La sociedad nos reclama para mejorarla
Augusto Rigoberto López Ramírez
Graduado del Doctorado en Ciencias Sociales
Buenas tardes a todos y todas.
Siempre he admirado a la generación de mis padres porque le tocó vivir una época difícil en El Salvador, donde la valentía tenía connotaciones de vida o muerte frente al poder, el autoritarismo y el fanatismo. Uno puede enterarse fácilmente de las historias de esa generación, hombres y mujeres enfrentados en luchas personales e impersonales, luchas dotadas de profundo sentido para quienes las experimentaron.
Hemos tenido la oportunidad de conocer historias de los bandos enfrentados en el conflicto armado salvadoreño de los años ochenta; pero cuando se leen con detenimiento todos los casos, independientemente de la idea o intereses que cada persona haya defendido, siempre hay una coincidencia fundamental en los relatos: nadie quiere que eso se repita.
Hemos podido conocer esas historias porque el país que nos heredaron, la paz que nos heredaron, aún con sus imperfecciones, nos ha permitido la libertad de leer, expresarnos, reunirnos y discutir con cualquiera sin temor por pensar de manera distinta.
Era difícil imaginar que nosotros, los nacidos al final o después de la guerra, podríamos encontrarnos con retos similares a los de la generación anterior. Esto lo pensaron también los europeos que se enfrentaron a la amenaza del eje fascista, el cual desencadenó la Segunda Guerra Mundial; ellos pensaron “es una pena que nuestros padres hayan vivido una guerra y ahora nosotros tengamos que enfrentar una nueva por nuestra cuenta”. La analogía no es literal para El Salvador, pero el ejercicio de autorreflexión sí lo es.
Esta reflexión implica verse sobrepasados por una situación sobrecogedora, renunciar a la comodidad que brinda estar al lado del camino, resignificar el futuro y asumir nuevos retos, aun con los temores que la incertidumbre pueda provocar. Esto implica enfrentar esa terrible sensación de saber que las cosas no van a mejorar, sino que con mucha probabilidad empeorarán.

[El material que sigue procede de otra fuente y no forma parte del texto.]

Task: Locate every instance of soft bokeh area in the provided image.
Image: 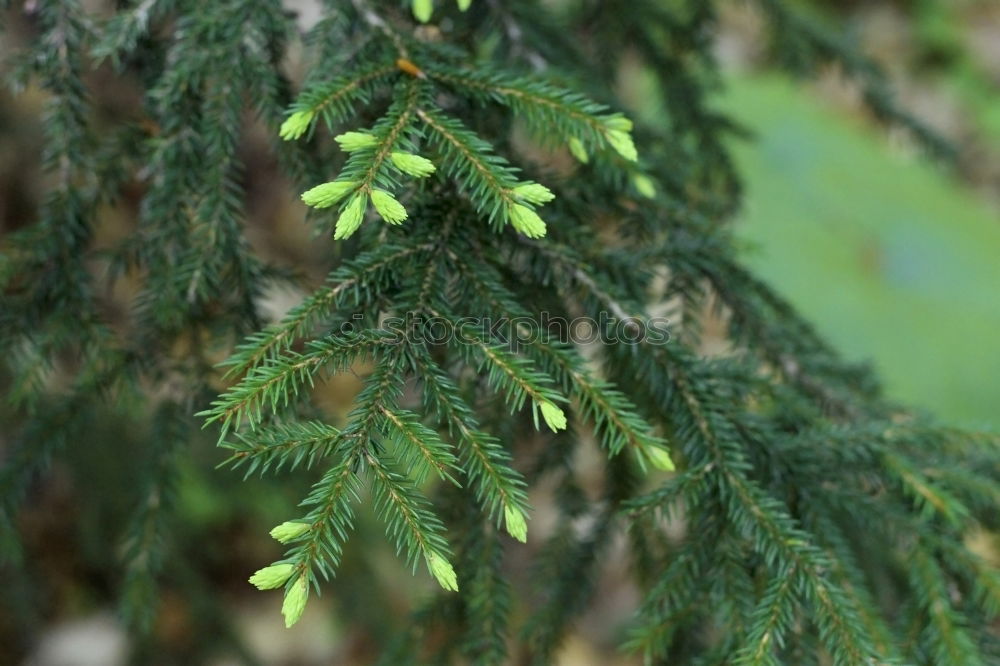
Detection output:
[0,0,1000,666]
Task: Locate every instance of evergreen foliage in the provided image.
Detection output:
[0,0,1000,666]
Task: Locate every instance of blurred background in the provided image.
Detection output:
[0,0,1000,666]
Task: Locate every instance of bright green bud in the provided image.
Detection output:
[302,180,358,208]
[250,564,295,590]
[271,520,312,543]
[278,111,316,141]
[569,136,590,164]
[503,506,528,543]
[333,192,368,240]
[514,183,556,204]
[427,552,458,592]
[607,130,639,162]
[333,132,378,153]
[372,190,406,224]
[539,402,566,432]
[604,115,632,132]
[281,574,309,628]
[646,446,675,472]
[510,204,545,238]
[412,0,434,23]
[632,173,656,199]
[390,152,436,178]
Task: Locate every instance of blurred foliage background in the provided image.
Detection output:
[0,0,1000,666]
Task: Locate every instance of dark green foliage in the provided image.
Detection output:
[0,0,1000,666]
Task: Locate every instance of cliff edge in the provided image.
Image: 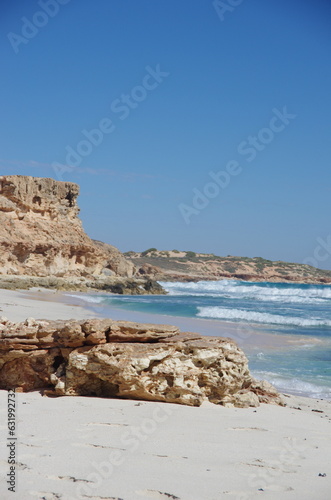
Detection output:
[0,175,135,278]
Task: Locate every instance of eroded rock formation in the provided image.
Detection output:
[0,175,135,278]
[0,318,283,407]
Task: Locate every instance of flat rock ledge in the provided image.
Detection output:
[0,317,284,408]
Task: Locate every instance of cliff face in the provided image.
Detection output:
[0,175,135,277]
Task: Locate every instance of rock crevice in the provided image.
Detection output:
[0,318,282,407]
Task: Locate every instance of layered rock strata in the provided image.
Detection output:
[0,175,135,278]
[0,318,283,407]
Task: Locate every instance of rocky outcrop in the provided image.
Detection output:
[125,248,331,284]
[0,318,283,407]
[0,175,135,278]
[0,275,165,295]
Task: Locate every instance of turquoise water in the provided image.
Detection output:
[67,280,331,399]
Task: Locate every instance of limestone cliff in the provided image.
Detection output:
[0,175,135,277]
[0,318,283,407]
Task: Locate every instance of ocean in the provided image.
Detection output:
[70,280,331,399]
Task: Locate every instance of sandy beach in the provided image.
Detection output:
[0,290,331,500]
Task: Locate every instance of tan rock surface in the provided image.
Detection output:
[0,175,135,277]
[0,318,282,407]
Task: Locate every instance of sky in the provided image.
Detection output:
[0,0,331,269]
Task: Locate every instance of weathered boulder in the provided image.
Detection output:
[0,318,283,407]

Quienes tuvimos la oportunidad de completar estudios universitarios hemos estado expuestos a esta sensación a nuestra manera: nos enfrentamos al desempleo, a la corrupción, al machismo del mercado laboral y a otras situaciones adversas que en adelante debemos superar, ya no bajo la tutela de nuestros padres o profesores, sino por nuestra cuenta. Afortunadamente, estamos en una mejor situación para enfrentar estos retos, a diferencia de la mayoría de la población de El Salvador, cuya escolaridad promedio se ubica por debajo del octavo grado de educación básica.
Adicionalmente, en este momento de la realidad salvadoreña, donde la democracia está en coma y nuestras libertades se ven amenazadas por el autoritarismo, la ironía de la vida nos coloca en una situación sobrecogedora superlativa. Ya no solo en el plano personal, sino también en el social.
Inferir que las cosas probablemente no vayan a mejorar no significa hacernos a un lado o colocarnos del lado del supuesto ganador; más bien implica tomar decisiones que permitan considerar nuestro rol para superar los problemas y llevarnos a una mejor situación.
Como profesionales, la sociedad nos reclama para mejorarla. Muchos repiten el estribillo de “la educación es la solución”, pero ¿qué haremos por nuestro país las personas educadas?, ¿qué haremos por nuestro país esa minoría de personas que tenemos el privilegio de haber terminado la universidad?, ¿cómo reivindicaremos la educación en una sociedad cuyas autoridades la desprecian y prefieren la improvisación?, ¿cómo reivindicaremos la meritocracia y la justicia social cuando muchos profesionales prefieren el oportunismo y pasar encima del débil?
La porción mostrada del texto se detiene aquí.